サアカスの馬たち 
~グレードレース メモランダム~

ワンカラット

【2010年 函館スプリントステークス】サマーシリーズに煌めくスプリント界のダイヤモンド

 短距離戦線で4つの重賞を勝ち取ったワンカラット。牝が走ることで知られるファルブラヴの代表格である。父は8ハロン(クイーンエリザベス2世S)から12ハロン(ジャパンC)までのG1を8勝しているが、同馬以外にもエーシンヴァーゴウ(アイビスサマーダッシュ、セントウルS)など、スプリンターも送り出した。

 ワンカラットの母は、フランス生まれのバルドウィナ(その父ピストレブルー)。芝2100mのG3・ペネロープ賞を制している。2005年の種付けシーズンに限ってイギリスへとレンタルされていた父が配合されたうえ、輸入後に社台ファームで誕生した。藤岡健一調教師は、こう個性を説明してくれる。

「優秀な繁殖ですよ。ただ、父親の良さをストレートに伝えるのでしょう。妹弟のサンシャイン(3勝、愛知杯2着)やトップアート(現2勝)、ジュエラー(桜花賞、シンザン記念2着、チューリップ賞2着)とはスタイルも、適性なども、まったく異なりますね。あの仔も身体的には長めの条件をこなせたはずなのですが、激しい気性の持ち主。あり余るパワーの制御に気を遣いました」

 2歳の8月、小倉の芝1200mでデビュー。2番手から押し切った。小倉2歳S(5着)以降は常にトップクラスと渡り合い、スタートで躓いたデイリー杯2歳Sを6着した後、ファンタジーSをクビ差の2着。だが、阪神JFでは折り合いを欠き、12着に敗退した。

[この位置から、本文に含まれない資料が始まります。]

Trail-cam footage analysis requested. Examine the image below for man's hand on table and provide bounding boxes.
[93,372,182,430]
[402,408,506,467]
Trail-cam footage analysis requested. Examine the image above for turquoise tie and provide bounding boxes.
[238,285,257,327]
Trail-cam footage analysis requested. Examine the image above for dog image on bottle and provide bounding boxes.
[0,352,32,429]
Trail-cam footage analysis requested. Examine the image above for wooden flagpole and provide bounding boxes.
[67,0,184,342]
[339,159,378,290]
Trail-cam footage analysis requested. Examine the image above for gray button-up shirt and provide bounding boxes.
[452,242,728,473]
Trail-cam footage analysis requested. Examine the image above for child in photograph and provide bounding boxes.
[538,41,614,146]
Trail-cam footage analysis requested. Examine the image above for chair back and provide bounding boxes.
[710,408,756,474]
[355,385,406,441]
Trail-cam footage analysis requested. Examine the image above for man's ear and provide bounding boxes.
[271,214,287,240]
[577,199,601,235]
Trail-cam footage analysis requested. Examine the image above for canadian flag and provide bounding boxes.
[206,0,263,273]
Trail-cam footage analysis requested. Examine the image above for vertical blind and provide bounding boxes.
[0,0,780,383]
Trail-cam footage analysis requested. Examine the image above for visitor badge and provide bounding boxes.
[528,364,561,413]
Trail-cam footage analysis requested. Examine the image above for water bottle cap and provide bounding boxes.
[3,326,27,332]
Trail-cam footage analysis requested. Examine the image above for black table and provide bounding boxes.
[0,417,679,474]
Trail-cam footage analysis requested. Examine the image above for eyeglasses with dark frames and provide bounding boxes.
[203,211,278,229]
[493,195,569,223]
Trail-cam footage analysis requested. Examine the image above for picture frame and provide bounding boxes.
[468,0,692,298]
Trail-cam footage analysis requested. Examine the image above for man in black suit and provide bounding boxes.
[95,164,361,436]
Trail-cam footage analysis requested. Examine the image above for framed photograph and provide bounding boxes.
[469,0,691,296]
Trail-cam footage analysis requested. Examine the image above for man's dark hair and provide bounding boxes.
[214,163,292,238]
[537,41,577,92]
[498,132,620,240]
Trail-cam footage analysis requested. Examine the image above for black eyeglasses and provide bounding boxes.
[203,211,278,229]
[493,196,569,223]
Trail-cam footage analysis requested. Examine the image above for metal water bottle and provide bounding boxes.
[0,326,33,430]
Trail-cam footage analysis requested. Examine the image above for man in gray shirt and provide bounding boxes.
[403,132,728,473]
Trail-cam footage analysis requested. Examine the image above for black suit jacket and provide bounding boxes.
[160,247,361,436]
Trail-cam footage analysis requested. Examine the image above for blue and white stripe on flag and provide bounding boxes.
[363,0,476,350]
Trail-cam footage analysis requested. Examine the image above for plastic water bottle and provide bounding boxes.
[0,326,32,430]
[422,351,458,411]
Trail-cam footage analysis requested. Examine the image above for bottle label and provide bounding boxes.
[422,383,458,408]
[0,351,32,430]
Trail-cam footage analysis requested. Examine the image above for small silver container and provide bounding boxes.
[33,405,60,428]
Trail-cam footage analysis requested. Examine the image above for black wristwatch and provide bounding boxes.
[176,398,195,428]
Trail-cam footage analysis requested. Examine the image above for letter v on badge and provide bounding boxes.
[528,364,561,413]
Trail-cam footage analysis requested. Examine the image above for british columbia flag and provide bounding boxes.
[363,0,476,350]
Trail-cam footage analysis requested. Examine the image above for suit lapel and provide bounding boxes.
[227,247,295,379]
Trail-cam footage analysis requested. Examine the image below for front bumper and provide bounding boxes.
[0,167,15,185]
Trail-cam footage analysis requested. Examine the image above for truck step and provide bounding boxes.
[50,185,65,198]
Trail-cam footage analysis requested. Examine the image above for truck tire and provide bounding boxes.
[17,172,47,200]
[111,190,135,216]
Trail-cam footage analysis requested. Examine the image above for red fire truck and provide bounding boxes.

 フィリーズレビューより再スタートし、いきなり重賞に優勝。桜花賞(4着)やNHKマイルカップ(6着)でも、思い切った追い込み策で見せ場をつくった。3歳後半はローズS(10着)、秋華賞(7着)と歩んだが、やはり距離の壁を感じさせた。不利を受けた阪神Cこそ16着に惨敗したものの、京都牝馬S(4着)、阪急杯(2着)と前進。出遅れが響いた阪神牝馬S(9着)を経て、ヴィクトリアマイル(7着)へも駒を進める。

 決して早熟ではなく、このころにはデビュー時に470キロ台だった体重が500キロをオーバー。筋肉が張り出し、よりスピード色が強いスタイルとなった。1200mに的を絞り、CBC賞(3着)へ。これで勢いに乗り、いよいよ充実期を迎えた。

 函館スプリントSでは好位のインでしっかり脚がたまり、見違えるような末脚を繰り出す。後続を2馬身も突き放す完勝。タイムはレコードだった。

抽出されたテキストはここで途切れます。